I'm not speculating, I'm trying cut through all the speculation and look at the physical evidence from that period. The Rosetta Stone is the picture of models lined up on the table. It is the evidence that clearly shows all of those models existed at the same time during ANH. So we know for a fact from those pics that Red Leader hero, Red Leader pyro, Red 5, Red 4, Red 3 pyro, Red 6, Red 12, Tie Killer, MOM-Y, and triangles-Y are all contemporaries. There are 4 models missing from that display. We know Blue Leader and Red Jammer were built first and then sent to the UK right away, which is a plausible reason for their absence on the table. The other two absent are Red 3 hero and blue/gray/tiger-sprocket Y-Wing. Although blue/gray does not appear in photos with any of the other models (unless the hypothesis that the Y cockpit on the table is blue/gray is correct), blue/gray is visible in the film during the trench run and visible outside Gold Leader's cockpit (both times alongside TIE Killer). By process of elimination, that leaves Red 3 hero as the only model that does not appear in a photo alongside any of the other models, and I have not so far been able to pick it out in the film itself either (I'll keep looking).
That leaves the only evidence of Red 3 hero's existence during ANH production being the Red 3 hero pics from "Art of Star Wars" and the unpublished pics from that set. They do look similar to the other hero pics of Red 5, Red Leader and Red 2; which is why I first thought they were pictures from ANH period. But now I can't say that they are definitely ANH or ESB, because being similar in appearance does not mean the pics did not come from ESB production. Both are equally valid. Unless the molds were destroyed after ANH, there's no reason an ESB X-Wing couldn't be cast from them or even assembled from left over parts from ANH. So that is not evidence for ANH or ESB, still equally valid.
I have pictures of Red Leader pyro, Red 2, Red 4 and Red 12 with closed face helmets on the pilots. I can't see pilot faces for Red 3 pyro, Red 5, Red 6, or Red leader pyro. Do any of these have pics of them with open face helmets similar to Red 3 hero?
There are only two sets of hero and pyro models to compare, since Red 5 hero and Blue Leader/Red 2 hero did not have pyros. So the only thing we can say is that they matched up the Red Leader paint jobs pretty closely, and they did not attempt to match the Red 3 paint jobs at all. There's no real rule that can be derived from just those two examples.
There are postings referring to a "Blue 3 Biggs" pic similar to the "Blue 4 John D" and "Blue 12" pics. But the original posts of these pics are now broken links. Was this the pyro or the hero?

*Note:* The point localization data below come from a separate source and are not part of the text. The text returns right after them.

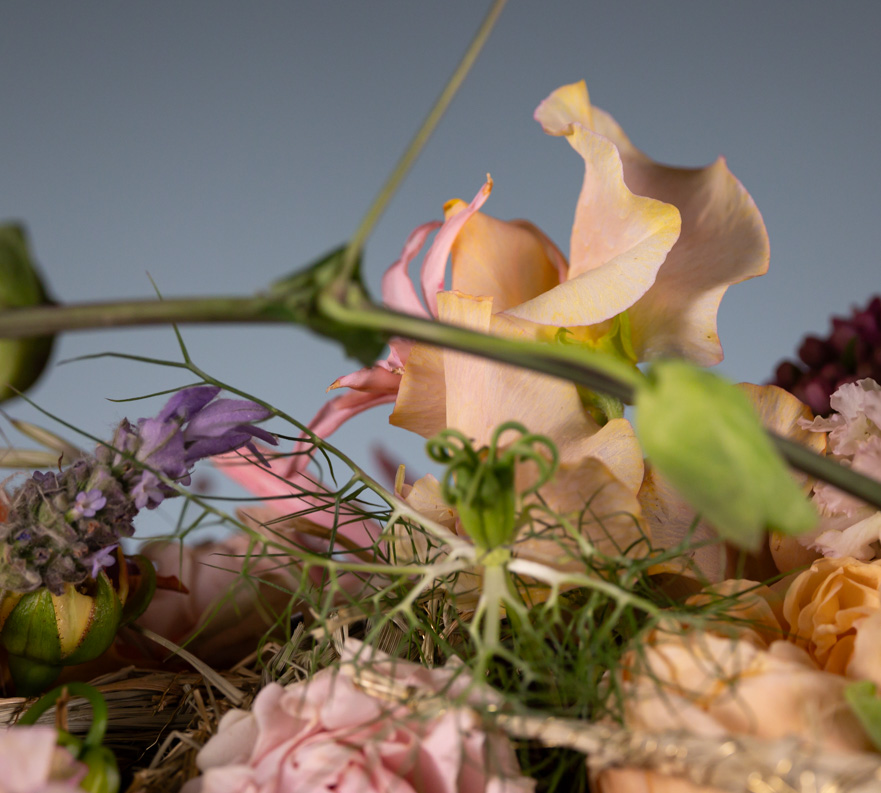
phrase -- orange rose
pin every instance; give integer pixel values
(827, 605)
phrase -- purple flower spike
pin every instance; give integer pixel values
(188, 402)
(106, 557)
(88, 503)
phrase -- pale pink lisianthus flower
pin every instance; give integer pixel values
(848, 526)
(326, 734)
(32, 762)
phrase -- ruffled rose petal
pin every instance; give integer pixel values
(723, 242)
(421, 402)
(434, 267)
(508, 261)
(604, 510)
(482, 394)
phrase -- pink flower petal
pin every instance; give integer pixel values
(398, 291)
(434, 267)
(508, 261)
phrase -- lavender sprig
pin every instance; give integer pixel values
(63, 527)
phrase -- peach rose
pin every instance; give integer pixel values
(715, 685)
(327, 734)
(827, 605)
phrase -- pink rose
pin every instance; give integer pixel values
(31, 762)
(327, 734)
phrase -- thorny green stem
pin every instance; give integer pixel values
(17, 323)
(593, 370)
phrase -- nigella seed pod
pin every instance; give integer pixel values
(43, 632)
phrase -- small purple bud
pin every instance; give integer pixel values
(88, 503)
(105, 557)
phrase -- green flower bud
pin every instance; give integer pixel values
(21, 360)
(704, 437)
(43, 632)
(480, 483)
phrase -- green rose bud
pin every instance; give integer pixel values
(22, 361)
(103, 771)
(703, 435)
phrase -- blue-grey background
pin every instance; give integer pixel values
(217, 145)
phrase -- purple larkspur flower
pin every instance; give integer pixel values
(64, 527)
(88, 503)
(104, 557)
(190, 427)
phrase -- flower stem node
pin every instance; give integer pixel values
(480, 483)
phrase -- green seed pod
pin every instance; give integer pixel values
(43, 632)
(22, 361)
(704, 437)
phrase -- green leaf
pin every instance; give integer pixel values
(702, 434)
(863, 700)
(22, 361)
(304, 287)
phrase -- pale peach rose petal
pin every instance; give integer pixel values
(679, 680)
(600, 507)
(723, 242)
(482, 394)
(505, 260)
(421, 404)
(619, 239)
(434, 267)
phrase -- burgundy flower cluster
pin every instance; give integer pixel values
(851, 352)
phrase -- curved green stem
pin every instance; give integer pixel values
(16, 323)
(379, 204)
(586, 367)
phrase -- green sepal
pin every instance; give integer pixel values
(31, 631)
(305, 286)
(703, 435)
(31, 677)
(145, 587)
(22, 361)
(863, 701)
(106, 616)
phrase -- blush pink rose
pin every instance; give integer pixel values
(326, 734)
(32, 762)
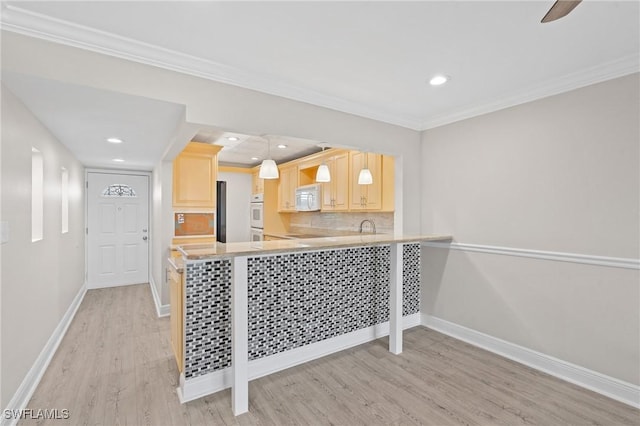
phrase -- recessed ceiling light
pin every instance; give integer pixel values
(437, 80)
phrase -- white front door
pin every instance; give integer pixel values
(118, 229)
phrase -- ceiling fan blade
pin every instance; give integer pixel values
(559, 9)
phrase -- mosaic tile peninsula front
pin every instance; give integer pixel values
(293, 300)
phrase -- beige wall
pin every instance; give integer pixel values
(227, 107)
(559, 174)
(39, 279)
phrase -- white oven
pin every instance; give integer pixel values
(257, 211)
(257, 234)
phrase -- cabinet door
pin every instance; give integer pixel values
(194, 176)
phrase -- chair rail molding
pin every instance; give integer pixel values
(613, 262)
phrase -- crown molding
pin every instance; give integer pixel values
(25, 22)
(22, 21)
(597, 74)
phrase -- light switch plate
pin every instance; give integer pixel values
(4, 232)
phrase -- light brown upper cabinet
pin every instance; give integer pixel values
(335, 194)
(287, 188)
(195, 171)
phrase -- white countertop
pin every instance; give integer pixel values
(216, 250)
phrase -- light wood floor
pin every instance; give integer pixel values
(115, 367)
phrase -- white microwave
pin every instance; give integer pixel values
(309, 198)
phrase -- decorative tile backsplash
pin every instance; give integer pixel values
(293, 300)
(342, 221)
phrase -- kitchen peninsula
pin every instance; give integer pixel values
(251, 309)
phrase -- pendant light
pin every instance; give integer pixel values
(268, 168)
(365, 178)
(323, 174)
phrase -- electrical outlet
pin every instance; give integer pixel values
(4, 232)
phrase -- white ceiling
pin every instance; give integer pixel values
(250, 150)
(371, 59)
(83, 118)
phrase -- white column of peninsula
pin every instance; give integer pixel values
(239, 337)
(395, 300)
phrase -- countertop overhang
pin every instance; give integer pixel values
(258, 248)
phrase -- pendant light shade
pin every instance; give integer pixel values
(365, 178)
(268, 170)
(323, 174)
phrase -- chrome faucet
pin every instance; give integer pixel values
(373, 225)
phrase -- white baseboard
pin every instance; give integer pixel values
(34, 375)
(619, 390)
(213, 382)
(161, 310)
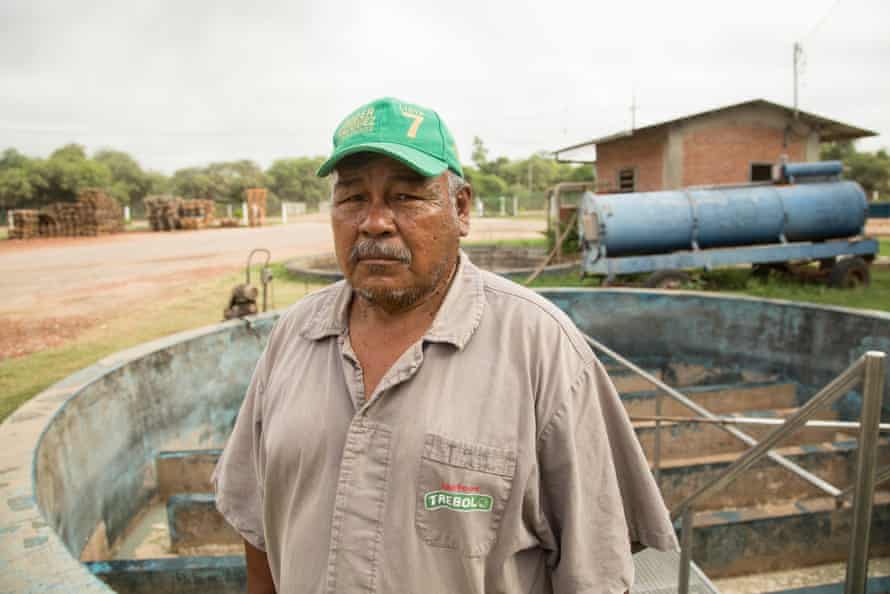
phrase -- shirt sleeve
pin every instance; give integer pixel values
(597, 492)
(237, 478)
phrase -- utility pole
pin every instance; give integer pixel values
(798, 52)
(529, 176)
(633, 110)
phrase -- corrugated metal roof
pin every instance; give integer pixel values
(829, 130)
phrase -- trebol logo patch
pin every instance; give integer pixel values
(457, 498)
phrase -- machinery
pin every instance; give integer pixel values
(243, 301)
(807, 214)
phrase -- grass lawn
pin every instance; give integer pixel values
(202, 304)
(199, 305)
(740, 281)
(537, 242)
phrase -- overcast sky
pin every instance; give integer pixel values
(184, 83)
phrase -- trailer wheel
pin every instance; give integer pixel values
(666, 279)
(849, 273)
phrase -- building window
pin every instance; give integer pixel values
(761, 172)
(627, 179)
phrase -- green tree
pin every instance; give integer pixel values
(870, 170)
(128, 182)
(12, 159)
(295, 180)
(67, 172)
(15, 187)
(194, 182)
(485, 185)
(480, 153)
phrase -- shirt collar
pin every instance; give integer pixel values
(455, 322)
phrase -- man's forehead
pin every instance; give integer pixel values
(355, 166)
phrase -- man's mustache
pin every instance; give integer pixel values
(376, 250)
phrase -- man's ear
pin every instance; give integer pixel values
(463, 202)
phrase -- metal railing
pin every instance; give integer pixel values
(869, 371)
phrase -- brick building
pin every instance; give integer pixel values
(734, 144)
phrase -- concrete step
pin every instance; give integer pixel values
(193, 522)
(719, 398)
(811, 531)
(183, 575)
(681, 437)
(766, 482)
(681, 375)
(185, 471)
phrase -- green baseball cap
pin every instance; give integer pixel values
(407, 132)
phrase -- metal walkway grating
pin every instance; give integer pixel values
(656, 573)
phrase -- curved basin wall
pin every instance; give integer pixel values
(95, 460)
(102, 427)
(806, 343)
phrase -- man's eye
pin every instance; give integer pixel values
(352, 198)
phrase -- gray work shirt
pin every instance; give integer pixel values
(494, 456)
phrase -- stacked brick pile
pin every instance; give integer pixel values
(197, 214)
(99, 213)
(25, 224)
(94, 213)
(162, 212)
(256, 207)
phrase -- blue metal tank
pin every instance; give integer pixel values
(660, 222)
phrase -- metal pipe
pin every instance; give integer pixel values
(883, 427)
(834, 390)
(656, 447)
(685, 551)
(863, 500)
(701, 411)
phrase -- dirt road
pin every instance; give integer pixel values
(55, 288)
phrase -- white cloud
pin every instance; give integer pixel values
(185, 83)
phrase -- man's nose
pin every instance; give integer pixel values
(378, 219)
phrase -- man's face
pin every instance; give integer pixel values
(396, 233)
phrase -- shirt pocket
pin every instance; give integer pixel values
(462, 492)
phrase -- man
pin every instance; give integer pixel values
(426, 427)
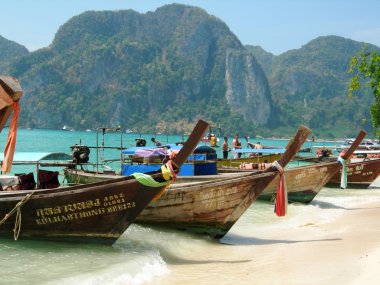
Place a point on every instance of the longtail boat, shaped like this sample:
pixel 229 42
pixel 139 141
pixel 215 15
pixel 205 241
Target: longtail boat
pixel 212 206
pixel 360 174
pixel 92 213
pixel 362 169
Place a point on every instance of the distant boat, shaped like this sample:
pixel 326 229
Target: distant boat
pixel 67 128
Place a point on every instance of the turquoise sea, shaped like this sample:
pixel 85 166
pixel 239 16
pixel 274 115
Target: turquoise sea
pixel 146 255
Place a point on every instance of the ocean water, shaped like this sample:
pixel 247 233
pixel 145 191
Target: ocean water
pixel 145 255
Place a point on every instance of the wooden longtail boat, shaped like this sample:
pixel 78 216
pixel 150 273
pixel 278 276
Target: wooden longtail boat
pixel 305 182
pixel 359 174
pixel 95 213
pixel 362 170
pixel 267 156
pixel 212 206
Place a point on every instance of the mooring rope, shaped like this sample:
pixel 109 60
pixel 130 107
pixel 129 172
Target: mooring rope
pixel 17 210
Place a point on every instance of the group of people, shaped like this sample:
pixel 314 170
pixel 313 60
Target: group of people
pixel 236 144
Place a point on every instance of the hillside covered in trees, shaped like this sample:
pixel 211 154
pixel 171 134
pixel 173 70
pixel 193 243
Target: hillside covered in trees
pixel 161 71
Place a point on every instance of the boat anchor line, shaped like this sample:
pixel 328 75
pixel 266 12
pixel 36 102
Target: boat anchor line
pixel 17 210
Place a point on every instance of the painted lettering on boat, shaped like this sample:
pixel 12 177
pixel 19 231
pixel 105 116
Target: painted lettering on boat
pixel 309 172
pixel 216 198
pixel 82 210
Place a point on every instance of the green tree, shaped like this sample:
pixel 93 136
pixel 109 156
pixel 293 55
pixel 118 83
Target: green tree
pixel 366 69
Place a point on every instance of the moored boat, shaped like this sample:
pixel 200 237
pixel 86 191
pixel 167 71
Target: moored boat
pixel 305 182
pixel 360 174
pixel 95 213
pixel 212 206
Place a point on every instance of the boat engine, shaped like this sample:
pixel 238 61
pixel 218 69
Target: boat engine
pixel 81 153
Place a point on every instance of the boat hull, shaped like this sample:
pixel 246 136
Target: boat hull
pixel 93 213
pixel 304 182
pixel 200 204
pixel 236 162
pixel 359 174
pixel 210 207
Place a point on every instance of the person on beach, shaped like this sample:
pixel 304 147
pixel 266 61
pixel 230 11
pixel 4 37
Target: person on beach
pixel 225 148
pixel 156 142
pixel 236 144
pixel 258 146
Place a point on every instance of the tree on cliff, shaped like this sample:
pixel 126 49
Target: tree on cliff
pixel 366 69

Unfortunately, the Famous Spaceships article X-Wing count doesn't match up to the know photos of ships. They don't use the terms pyro or hero. The article refers to three types of X-Wings being made for ANH. It mentions 5 "stage models" with lights in the engines, cockpits and weapons tips being made. But 3 or these "stage models" had "motorized wings" and 2 did not. And then there were 9 models "made from silicone rubber molds and back-cut for use in scenes in which they had to explode". If the 3 with "motorized wings" are heros, and the 9 that "had to explode" are pyros, then what are the other 2 "stage models"? Since there are 4 heros with "motorized wings" (Red Leader, 2, 3 and 5), and 5 pyros (Red Leader, 3, 4, 6 and 12), it doesn't match up well to the Famous Spaceships article. Do all the hero ships have "motorized wings", or are some non-motorized? If "stage model" and hero are the same, where is the 5th "stage model"? (The rumored stolen model?) If all 5 pyros represent the ships that "had to explode" and not "stage models", the other 4 of the 9 might have been the slipshod pyros that we have a few pics of. I don't know how to make the photographic evidence fit the Famous Spaceships count otherwise.
Extraordinary claims require extraordinary evidence. But which is the extraordinary claim? That Red 3 hero was built and used for ANH, even though it has a different pilot from the others and it does not have photo evidence of it around the other models. Or that Red 3 hero was built for ESB, even though it uses the same hero molds as the ANH models and paint technique while being photographed similarly to the other models. I'm on the fence unless I see some evidence that clearly links it to ANH.